No coal, no current – Will we go back to the Stone Age?

On October 6, a shortage of coal in India was reported – only 4 days’ worth of coal reserves was remaining. More than half the power stations in India were on the alert for outages. At this rate, India would face a major power shortage that could potentially render the Covid-affected Indian economy completely destroyed. […]

On October 6, a shortage of coal in India was reported – only 4 days’ worth of coal reserves was remaining. More than half the power stations in India were on the alert for outages. At this rate, India would face a major power shortage that could potentially render the Covid-affected Indian economy completely destroyed.

Thus, this is prime time for alternative sources of energy to be put to use. These alternative sources of energy have been explored as potential substitutes to the good-old thermal power stations, but each has its own drawbacks and technological requirements, thus making it problematic to be utilised as a major supplier of power.
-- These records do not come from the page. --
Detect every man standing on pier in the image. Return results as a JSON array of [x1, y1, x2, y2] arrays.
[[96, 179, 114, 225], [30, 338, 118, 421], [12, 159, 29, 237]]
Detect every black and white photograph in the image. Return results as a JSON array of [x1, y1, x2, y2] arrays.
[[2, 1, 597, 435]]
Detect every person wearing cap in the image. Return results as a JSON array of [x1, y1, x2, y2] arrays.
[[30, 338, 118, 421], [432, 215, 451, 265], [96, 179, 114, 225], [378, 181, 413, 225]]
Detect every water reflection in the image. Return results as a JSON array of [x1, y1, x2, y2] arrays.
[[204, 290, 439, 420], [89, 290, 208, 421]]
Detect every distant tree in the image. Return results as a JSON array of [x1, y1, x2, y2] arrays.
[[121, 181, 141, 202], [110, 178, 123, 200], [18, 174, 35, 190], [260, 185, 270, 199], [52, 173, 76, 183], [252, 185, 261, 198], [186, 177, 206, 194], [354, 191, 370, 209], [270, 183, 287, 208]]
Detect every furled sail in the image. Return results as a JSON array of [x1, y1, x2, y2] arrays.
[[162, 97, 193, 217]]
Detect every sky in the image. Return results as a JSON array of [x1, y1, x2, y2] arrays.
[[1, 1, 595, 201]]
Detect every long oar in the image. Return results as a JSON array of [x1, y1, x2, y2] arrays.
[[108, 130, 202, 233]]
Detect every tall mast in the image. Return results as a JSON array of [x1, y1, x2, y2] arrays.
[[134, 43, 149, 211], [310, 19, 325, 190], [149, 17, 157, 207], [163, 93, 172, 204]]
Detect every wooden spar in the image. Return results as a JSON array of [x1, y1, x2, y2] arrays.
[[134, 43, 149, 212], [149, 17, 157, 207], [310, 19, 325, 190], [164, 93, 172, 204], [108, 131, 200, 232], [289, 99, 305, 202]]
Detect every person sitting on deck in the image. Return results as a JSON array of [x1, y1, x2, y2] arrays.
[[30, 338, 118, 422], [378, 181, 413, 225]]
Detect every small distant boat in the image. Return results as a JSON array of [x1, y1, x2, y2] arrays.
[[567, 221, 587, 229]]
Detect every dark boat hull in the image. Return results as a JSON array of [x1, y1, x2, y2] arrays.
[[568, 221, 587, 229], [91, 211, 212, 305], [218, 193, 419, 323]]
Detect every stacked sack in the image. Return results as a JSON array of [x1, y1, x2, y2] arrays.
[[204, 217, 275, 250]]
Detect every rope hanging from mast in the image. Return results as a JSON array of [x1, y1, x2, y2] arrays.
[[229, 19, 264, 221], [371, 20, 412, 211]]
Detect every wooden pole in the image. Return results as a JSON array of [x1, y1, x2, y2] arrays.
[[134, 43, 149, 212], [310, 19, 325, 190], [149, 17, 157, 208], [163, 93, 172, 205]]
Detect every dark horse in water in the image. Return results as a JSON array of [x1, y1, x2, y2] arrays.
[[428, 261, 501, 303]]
Antimatter, although sounding like something out of a science fiction plot, is a very real form of matter. True to its name, antimatter is pretty much the opposite of matter. For example, electrons are negatively charged, but their antimatter counterpart (known as the positrons), are positively charged and have the same mass as that of the electron. Although it sounds like a recent discovery, its existence had been predicted way back in 1928 by the physicist, Paul Dirac, when trying to reconcile the General Theory of Relativity and the Schrodinger Equationin Quantum Mechanics. Its existence had been confirmed in 1932 by Carl Anderson.

Now how would antimatter provide energy? When antimatter comes into contact with regular matter, they together disappear completely to form energy (usually in the form of light), a process physicists call “annihilation”. Thus, using annihilation, one can easily produce energy. The efficiency of energy production, in this case, is a staggering 100% (nuclear fission in reactors only produces about 1% of the energy present inside matter). It’s so powerful that one gram of matter and one gram of antimatter alone can produce an explosion about the size of the one that destroyed Hiroshima.

Antimatter does look very promising but has its drawbacks. The finances required to make antimatter don’t look too promising. One gram of antimatter requires energy worth 62.5 trillion dollars and has been synthesised in the Large Hadron Collider in CERN, Geneva, Switzerland. It is stored inside a container with a vacuum and is suspended with electric and magnetic fields. CERN says that antimatter gives back only one billionth of the energy with which it was produced.

The future of antimatter as an energy alternative looks bleak and at best is unclear. At present, the cost of one gram of antimatter is more than thrice the GDP of the USA, which is the richest country in the world. However, if technology were to exist to produce antimatter more readily with fewer amounts of energy, for generating greater output, then antimatter might be of use (as you need only small amounts of regular matter to annihilate with antimatter). This would help combat the problem of supplying power, thus prompting scientists out there to perform research in this area.